Volviendo a la realidad de los
aumentos de precios, me pregunto ¿¡cómo hacerle entender a un interno de un
neuropsiquiátrico que los cigarrillos ahora duplicaron el precio; cómo hacerle
entender a un anciano fumador, muchos de los cuales han perdido la noción de
los costos o se retrotrajeron a los pesos Ley 18.188 y hablan en “millones”,
que un paquete de veinte cigarrillos cuesta 50 pesos!? ¿¡Cómo explicarle a esa
chica de las dos monedas, que ahora necesita 50 monedas de 1 peso para comprar
un solo atado!?
Comprar dos paquetes de cigarrillos
que un interno se los devora en un día, es 3.000 pesos por mes, esto equivale a
un tercio de muchos salarios; sumándole a esto, que ninguna obra social o quizás
sólo dos o tres, cubren el 100% de los gastos de internación.
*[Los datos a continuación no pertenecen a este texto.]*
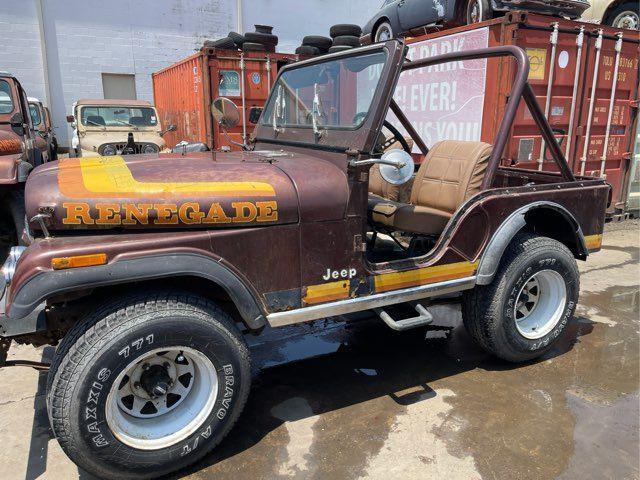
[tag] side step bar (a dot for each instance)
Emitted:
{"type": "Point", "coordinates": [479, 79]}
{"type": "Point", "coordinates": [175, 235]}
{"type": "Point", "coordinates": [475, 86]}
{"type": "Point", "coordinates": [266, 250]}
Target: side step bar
{"type": "Point", "coordinates": [423, 318]}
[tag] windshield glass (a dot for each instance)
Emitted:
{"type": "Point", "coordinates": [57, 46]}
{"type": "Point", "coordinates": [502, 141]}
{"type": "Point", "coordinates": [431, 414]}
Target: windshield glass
{"type": "Point", "coordinates": [6, 100]}
{"type": "Point", "coordinates": [336, 94]}
{"type": "Point", "coordinates": [34, 111]}
{"type": "Point", "coordinates": [118, 117]}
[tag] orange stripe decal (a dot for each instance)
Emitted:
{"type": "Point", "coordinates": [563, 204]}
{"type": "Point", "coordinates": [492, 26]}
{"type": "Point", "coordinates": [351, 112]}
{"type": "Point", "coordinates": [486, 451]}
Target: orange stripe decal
{"type": "Point", "coordinates": [110, 177]}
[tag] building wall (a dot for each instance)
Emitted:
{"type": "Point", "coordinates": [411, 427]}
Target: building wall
{"type": "Point", "coordinates": [85, 38]}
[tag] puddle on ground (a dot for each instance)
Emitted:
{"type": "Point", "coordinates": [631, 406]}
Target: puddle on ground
{"type": "Point", "coordinates": [348, 400]}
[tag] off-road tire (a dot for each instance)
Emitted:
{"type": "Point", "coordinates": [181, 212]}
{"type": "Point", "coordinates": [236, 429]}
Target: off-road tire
{"type": "Point", "coordinates": [346, 40]}
{"type": "Point", "coordinates": [323, 43]}
{"type": "Point", "coordinates": [384, 26]}
{"type": "Point", "coordinates": [263, 38]}
{"type": "Point", "coordinates": [307, 50]}
{"type": "Point", "coordinates": [485, 13]}
{"type": "Point", "coordinates": [339, 48]}
{"type": "Point", "coordinates": [488, 310]}
{"type": "Point", "coordinates": [345, 29]}
{"type": "Point", "coordinates": [237, 39]}
{"type": "Point", "coordinates": [92, 355]}
{"type": "Point", "coordinates": [630, 7]}
{"type": "Point", "coordinates": [253, 47]}
{"type": "Point", "coordinates": [225, 43]}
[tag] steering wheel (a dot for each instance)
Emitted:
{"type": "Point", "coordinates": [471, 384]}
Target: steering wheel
{"type": "Point", "coordinates": [396, 137]}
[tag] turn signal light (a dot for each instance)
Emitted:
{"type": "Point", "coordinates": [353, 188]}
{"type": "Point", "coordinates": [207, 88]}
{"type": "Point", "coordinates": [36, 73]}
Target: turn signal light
{"type": "Point", "coordinates": [78, 261]}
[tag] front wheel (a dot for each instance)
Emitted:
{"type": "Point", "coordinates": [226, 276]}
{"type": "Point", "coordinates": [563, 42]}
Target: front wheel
{"type": "Point", "coordinates": [525, 309]}
{"type": "Point", "coordinates": [625, 15]}
{"type": "Point", "coordinates": [147, 385]}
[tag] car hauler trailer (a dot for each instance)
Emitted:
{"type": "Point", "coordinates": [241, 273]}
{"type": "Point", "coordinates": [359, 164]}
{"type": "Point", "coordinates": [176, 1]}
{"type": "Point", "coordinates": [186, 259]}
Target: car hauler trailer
{"type": "Point", "coordinates": [183, 93]}
{"type": "Point", "coordinates": [571, 63]}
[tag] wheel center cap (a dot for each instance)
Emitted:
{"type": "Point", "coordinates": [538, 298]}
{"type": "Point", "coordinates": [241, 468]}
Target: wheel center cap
{"type": "Point", "coordinates": [156, 381]}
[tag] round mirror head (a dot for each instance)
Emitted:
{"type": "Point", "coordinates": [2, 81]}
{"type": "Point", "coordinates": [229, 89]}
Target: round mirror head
{"type": "Point", "coordinates": [393, 174]}
{"type": "Point", "coordinates": [225, 112]}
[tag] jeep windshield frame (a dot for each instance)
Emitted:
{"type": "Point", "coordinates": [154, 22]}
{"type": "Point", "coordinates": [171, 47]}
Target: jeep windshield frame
{"type": "Point", "coordinates": [335, 136]}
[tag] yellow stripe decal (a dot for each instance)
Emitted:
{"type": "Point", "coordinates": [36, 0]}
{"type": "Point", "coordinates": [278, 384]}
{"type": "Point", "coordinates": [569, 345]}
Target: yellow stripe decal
{"type": "Point", "coordinates": [112, 175]}
{"type": "Point", "coordinates": [423, 276]}
{"type": "Point", "coordinates": [593, 242]}
{"type": "Point", "coordinates": [327, 292]}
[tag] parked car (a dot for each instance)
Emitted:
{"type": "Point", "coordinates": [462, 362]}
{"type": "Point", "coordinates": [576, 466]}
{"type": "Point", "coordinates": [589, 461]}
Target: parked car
{"type": "Point", "coordinates": [398, 17]}
{"type": "Point", "coordinates": [151, 271]}
{"type": "Point", "coordinates": [616, 13]}
{"type": "Point", "coordinates": [44, 135]}
{"type": "Point", "coordinates": [115, 127]}
{"type": "Point", "coordinates": [19, 153]}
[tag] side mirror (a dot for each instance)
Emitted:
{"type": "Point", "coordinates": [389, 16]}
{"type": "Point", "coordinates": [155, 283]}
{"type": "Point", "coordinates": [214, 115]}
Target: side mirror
{"type": "Point", "coordinates": [225, 113]}
{"type": "Point", "coordinates": [17, 123]}
{"type": "Point", "coordinates": [396, 166]}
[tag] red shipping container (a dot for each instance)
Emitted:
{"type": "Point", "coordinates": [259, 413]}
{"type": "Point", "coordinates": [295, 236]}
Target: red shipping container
{"type": "Point", "coordinates": [466, 100]}
{"type": "Point", "coordinates": [184, 91]}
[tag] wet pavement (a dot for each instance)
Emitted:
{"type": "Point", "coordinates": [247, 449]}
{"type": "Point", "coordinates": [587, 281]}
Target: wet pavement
{"type": "Point", "coordinates": [350, 400]}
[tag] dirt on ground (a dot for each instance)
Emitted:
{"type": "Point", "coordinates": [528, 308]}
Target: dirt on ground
{"type": "Point", "coordinates": [343, 399]}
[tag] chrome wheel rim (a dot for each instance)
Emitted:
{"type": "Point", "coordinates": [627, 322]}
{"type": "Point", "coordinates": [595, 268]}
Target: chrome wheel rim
{"type": "Point", "coordinates": [162, 397]}
{"type": "Point", "coordinates": [540, 304]}
{"type": "Point", "coordinates": [383, 34]}
{"type": "Point", "coordinates": [627, 19]}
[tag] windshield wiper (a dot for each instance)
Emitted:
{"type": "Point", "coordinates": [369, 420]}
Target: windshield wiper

Y que nadie me
venga en estos casos a hablar de la salud, los pulmones, la tos y el catarro,
cuando ya sabemos que un anciano en un geriátrico está viviendo sus últimos
tiempos y que un paciente psiquiátrico no entiende ni de pulmones ni de catarro
ni de enfermedades cardiovasculares y si llega a entender, no le importa,
porque las psicopatologías que exigen largas o eternas internaciones arruinan
cualquier vida, más que todos los cigarrillos que se puedan fumar. Si el
cigarrillo era la única compañía que podía tener esa mujer que tenía la mente
llena de grillos, bienvenido sea el pucho. A un interno con dos o diez intentos
de suicidio: ¿le importa enfermarse por fumar?
Para finalizar, les comento a
aquellos sádicos egoístas que se alegran por el aumento de precio de los
cigarrillos, que los otros, los que fuman porque no pueden hacer otra cosa,
también existen, y que ellos no tienen la culpa de la psicosis de medio país
que votó a un psicópata (que internará a muchos de los que siempre se juzgaron
a sí mismos como sanos) creyéndolo como la mejor opción. La palabra alemana Schadenfroh*, los define a la perfección,
por lo tanto, hay algo que no está funcionando bien dentro de esas cabezas…
Violeta Paula Cappella
*Schadenfroh significa en alemán alegrarse de las penurias, padecimientos o
desgracias que está experimentando otra persona.